1994 00:12:17 United States English Color Mono 4:3 Video

Description

Each year, more women undergo treatment at hospital emergency surgical services as a result of family violence than rapes, muggings, and car wrecks combined. This startling statistic is the basis for a series of site-specific installations on domestic violence, On The Edge Of Time. Underground, the first installation for the Pittsburgh Three Rivers Art Festival, used three wrecked cars strewn along a 180-foot section of railroad track to reference the history of Abolition and the Underground Railroad, and as metaphors for different aspects of abuse. After visitors experienced the installation, a phonebooth awaited, where responses could be recorded in privacy on an answering machine. These comments form the voiceover, as it were, of the piece. Underground is a remarkable document of Lacy’s temporary installation and its 500,000 visitors, and a moving testament to the power of art to effect individual and social change.

About Suzanne Lacy

Suzanne Lacy is unique in drawing the world into collaboration with her work while maintaining an individual vision.
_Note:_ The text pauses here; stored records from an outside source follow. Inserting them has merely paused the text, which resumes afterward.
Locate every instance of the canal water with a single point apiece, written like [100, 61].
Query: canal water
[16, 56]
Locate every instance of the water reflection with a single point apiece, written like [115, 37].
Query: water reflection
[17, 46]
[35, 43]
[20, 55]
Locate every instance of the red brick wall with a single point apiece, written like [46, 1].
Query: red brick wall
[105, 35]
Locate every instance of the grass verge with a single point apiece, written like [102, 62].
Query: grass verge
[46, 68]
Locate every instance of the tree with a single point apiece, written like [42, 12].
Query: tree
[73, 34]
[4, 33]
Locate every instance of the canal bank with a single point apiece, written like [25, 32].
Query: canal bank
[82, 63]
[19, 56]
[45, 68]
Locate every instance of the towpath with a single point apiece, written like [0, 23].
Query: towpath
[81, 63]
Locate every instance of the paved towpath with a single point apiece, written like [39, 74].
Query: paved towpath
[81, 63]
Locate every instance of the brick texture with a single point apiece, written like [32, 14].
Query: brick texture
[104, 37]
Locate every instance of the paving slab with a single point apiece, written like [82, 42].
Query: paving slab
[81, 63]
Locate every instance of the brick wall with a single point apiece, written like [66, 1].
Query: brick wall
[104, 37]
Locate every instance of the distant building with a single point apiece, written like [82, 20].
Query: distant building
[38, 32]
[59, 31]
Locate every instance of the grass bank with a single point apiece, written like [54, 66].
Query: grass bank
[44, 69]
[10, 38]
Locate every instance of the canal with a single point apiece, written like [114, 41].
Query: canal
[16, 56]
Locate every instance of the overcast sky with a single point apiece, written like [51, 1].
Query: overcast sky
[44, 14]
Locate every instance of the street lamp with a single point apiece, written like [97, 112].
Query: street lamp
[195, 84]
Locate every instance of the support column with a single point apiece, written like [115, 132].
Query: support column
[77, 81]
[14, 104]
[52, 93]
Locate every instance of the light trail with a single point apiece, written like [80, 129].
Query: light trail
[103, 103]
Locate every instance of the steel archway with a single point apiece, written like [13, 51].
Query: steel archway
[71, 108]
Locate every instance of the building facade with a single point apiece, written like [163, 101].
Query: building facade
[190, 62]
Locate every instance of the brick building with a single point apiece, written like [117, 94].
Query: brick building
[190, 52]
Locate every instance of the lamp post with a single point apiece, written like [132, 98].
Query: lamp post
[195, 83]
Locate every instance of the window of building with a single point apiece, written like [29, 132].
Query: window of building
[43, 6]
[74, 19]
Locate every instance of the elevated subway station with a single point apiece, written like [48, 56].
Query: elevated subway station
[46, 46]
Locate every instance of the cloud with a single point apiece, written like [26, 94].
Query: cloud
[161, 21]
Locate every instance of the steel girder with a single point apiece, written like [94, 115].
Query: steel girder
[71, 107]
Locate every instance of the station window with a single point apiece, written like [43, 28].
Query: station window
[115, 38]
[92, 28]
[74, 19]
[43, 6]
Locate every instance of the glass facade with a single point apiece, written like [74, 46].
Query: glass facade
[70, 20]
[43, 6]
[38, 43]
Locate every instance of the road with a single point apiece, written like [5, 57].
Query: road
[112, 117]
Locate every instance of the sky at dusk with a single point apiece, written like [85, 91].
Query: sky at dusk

Although art is often conceived and realized as a private act, in Lacy’s work the performance becomes a frame in which many people create personal expressions in relationship to a common issue. A pioneer in socially interactive, feminist public art, Lacy’s large-scale performances have, since the mid-'70s, engaged mass audiences through media and complicated community organizing.  

Also known for her writing, Lacy edited the influential Mapping the Terrain: New Genre Public Art, published in 1995 by Bay Press, and Leaving Art: Writings on Performance, Politics, and Publics, 1974–2007, published in 2010 by Duke University Press. She is the Chair of the Graduate Public Practice Program at Otis College of Art and Design, in Los Angeles.